In Europe, Ireland was among the worst-affected countries by the crisis. After nearly two decades of economic growth, the collapse of the Irish banking sector and housing market, and the onset of the crisis in the euro area led to Ireland’s entering a programme of financial assistance with the European Union and the International Monetary Fund totalling nearly €85 billion.
Having experienced firsthand the profound social and financial damage wrought by the global crisis, the Irish government has focused on one clear priority–to get Ireland working again. This necessitated difficult decisions as we strove to stabilise the economy and repair the banking sector, while at the same time fixing the public finances. Ireland emerged from its Troika bail-out programme on 15 December 2013–the first programme country to do so.
This historic day marked the restoration of Ireland’s economic sovereignty, and through progressive policymaking, we have continued to go from strength to strength. Unemployment fell to 10.7% in 2014 from a peak of 15.1% in 2012. We have successfully returned to the bond markets, raising nearly €8 billion in funding this year at historically low yields, and our investment grade ratings have been restored by all of the major credit rating agencies. The most recent OECD Economic Outlook predicts that the Irish economy will grow by over 3% in 2015 and 2016, confirming that a vigorous and broad-based recovery is under way.
But we are not finished yet, and this is no time for complacency, given the many challenges facing the international community. While significant progress has been made and we are moving in the right direction, the sacrifices made by the Irish people to secure Ireland’s economic future cannot be underestimated, and there is a clear need to ensure that the benefits of our recovery are shared by all sections of Irish society.
''Intelligent policymaking will always be informed by the best available advice''
When world leaders come together for the World Economic Forum in Davos in January 2015, for some the story is of seven years of economic decline and stagnation. Moreover, very weak growth in most of the EU poses economic, political and social challenges. While we all hope that the worst is now behind us, significant uncertainties remain as we enter a new global financial and economic landscape, altered irrevocably by the crisis, presenting its own risks and challenges to this fragile recovery. It is only through a shared understanding of this New Global Context (the theme at Davos) that now prevails economically, socially and politically that world leaders can design effective policy responses to support sustainable and equitable economic growth.
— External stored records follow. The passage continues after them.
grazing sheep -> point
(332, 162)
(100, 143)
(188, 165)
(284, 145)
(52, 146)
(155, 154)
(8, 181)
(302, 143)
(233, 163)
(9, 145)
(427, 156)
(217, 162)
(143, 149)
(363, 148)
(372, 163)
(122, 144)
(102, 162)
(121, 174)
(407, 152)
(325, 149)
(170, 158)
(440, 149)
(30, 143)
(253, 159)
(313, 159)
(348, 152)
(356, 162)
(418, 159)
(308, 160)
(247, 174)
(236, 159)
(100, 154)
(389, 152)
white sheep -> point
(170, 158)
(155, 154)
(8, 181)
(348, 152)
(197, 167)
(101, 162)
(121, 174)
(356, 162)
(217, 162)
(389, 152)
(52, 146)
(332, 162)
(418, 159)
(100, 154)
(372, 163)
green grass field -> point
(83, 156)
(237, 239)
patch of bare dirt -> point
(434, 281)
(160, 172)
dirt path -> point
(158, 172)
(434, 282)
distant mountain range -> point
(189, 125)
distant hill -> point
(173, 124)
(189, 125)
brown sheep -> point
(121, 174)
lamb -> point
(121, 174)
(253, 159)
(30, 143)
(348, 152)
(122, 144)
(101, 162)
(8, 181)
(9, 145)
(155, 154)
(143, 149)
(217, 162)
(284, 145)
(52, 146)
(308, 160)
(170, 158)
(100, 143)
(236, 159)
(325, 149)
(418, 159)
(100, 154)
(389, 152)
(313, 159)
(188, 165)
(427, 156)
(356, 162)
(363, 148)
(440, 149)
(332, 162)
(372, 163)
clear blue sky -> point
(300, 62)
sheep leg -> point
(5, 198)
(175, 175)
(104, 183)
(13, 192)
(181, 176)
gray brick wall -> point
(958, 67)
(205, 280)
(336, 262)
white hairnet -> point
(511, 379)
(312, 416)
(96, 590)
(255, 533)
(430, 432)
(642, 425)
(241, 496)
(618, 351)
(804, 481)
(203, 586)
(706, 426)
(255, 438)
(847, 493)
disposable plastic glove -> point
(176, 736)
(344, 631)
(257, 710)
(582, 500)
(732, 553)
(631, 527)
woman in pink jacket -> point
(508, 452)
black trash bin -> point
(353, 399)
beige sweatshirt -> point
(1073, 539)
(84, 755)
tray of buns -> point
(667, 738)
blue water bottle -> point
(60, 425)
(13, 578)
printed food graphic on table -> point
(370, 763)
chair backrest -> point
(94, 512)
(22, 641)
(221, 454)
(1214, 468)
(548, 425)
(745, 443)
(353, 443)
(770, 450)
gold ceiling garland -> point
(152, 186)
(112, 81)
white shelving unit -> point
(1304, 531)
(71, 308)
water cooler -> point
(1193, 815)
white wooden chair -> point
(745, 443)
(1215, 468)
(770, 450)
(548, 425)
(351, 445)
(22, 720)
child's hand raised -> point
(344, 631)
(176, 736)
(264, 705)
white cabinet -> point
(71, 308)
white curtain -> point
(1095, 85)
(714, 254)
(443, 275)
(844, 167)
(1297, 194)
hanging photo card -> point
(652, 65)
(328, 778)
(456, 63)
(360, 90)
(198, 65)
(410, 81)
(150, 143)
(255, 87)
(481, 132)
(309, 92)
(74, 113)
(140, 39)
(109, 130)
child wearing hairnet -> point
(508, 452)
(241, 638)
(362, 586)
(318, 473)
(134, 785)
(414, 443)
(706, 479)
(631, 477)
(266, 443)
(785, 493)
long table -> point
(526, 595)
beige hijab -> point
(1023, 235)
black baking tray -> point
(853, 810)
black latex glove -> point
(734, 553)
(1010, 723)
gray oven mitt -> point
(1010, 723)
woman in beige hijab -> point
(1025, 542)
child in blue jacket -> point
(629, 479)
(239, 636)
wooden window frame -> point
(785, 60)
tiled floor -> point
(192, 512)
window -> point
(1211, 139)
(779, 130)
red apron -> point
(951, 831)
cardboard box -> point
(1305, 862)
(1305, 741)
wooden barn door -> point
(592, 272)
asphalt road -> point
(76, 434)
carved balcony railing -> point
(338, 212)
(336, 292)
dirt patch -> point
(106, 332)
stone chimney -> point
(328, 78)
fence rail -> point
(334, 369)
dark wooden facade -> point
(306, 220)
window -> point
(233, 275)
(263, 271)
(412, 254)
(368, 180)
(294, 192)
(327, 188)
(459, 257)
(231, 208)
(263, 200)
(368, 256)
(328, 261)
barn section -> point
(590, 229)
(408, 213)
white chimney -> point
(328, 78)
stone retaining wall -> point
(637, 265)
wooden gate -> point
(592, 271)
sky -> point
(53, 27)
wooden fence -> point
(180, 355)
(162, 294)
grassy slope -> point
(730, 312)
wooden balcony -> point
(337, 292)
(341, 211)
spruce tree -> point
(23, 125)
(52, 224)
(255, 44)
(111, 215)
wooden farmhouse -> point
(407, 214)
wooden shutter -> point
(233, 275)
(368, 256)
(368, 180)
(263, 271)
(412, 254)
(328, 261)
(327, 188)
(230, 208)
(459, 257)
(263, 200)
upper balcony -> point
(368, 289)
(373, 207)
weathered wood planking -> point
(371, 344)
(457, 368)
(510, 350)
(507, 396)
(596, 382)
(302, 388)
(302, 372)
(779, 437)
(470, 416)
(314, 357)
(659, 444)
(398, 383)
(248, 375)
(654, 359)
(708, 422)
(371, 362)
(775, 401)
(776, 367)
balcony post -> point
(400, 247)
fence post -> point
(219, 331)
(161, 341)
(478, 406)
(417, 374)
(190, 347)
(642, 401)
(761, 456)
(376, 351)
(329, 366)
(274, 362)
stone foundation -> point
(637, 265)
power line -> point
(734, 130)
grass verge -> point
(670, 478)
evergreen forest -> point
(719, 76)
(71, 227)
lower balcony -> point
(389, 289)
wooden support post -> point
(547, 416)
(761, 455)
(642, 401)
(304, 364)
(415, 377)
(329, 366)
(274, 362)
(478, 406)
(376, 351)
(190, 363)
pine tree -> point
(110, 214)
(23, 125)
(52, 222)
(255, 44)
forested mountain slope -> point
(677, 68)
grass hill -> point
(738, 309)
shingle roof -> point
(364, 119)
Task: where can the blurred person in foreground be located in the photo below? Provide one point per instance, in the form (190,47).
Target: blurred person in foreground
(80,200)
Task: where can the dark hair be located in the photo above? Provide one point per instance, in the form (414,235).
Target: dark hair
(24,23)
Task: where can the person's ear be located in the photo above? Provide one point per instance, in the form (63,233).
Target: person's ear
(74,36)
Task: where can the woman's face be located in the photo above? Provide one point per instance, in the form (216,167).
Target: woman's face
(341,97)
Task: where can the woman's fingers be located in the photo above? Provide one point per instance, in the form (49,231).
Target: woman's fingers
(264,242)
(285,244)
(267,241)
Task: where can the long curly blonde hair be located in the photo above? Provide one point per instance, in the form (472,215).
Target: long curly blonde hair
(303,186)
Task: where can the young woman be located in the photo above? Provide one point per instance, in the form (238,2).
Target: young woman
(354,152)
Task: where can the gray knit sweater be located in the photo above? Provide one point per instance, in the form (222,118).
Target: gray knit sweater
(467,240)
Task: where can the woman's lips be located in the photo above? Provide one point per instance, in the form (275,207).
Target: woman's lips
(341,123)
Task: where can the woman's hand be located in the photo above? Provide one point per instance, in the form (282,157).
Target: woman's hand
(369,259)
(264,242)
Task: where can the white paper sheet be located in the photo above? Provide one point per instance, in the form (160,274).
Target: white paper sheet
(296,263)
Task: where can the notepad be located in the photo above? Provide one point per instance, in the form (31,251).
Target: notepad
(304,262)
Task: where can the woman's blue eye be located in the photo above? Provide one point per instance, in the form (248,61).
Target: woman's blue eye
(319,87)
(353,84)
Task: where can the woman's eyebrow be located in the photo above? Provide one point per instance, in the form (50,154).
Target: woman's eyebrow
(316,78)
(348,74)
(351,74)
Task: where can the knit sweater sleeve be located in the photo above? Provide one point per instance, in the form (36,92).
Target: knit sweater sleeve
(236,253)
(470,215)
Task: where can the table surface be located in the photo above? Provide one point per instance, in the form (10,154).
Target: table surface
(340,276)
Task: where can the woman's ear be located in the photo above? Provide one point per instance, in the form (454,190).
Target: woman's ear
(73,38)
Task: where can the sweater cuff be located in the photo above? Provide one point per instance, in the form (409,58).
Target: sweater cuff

Intelligent policymaking will always be informed by the best available advice, and it is with good reason that Ireland holds the independent advice of the OECD in the very highest regard. Since its establishment in 1961, the OECD has played an important role in Ireland’s economic and social development, offering expert advice on structural reforms and the formation of new social and labour market policies. Recently the OECD assisted the government in developing our Youth Guarantee Scheme and a review of the national Action Plan for Jobs, schemes which contributed directly to the creation of 61,000 new jobs in 2013 alone, with the expectation of further improvements to come in 2014 and 2015.
Today Ireland is working with the OECD on a review of our national innovation strategy, access to finance for SMEs and a strengthening of our regional policies. We are also actively participating in the OECD’s work on the Base Erosion and Profit Shifting (BEPS) project, and Ireland has taken concrete steps to close loopholes exploited by multinational entities to avoid taxes. However, one country acting alone cannot prevent aggressive tax planning, and greater international co-ordination, supported by the expertise of the OECD, is needed to properly address this issue.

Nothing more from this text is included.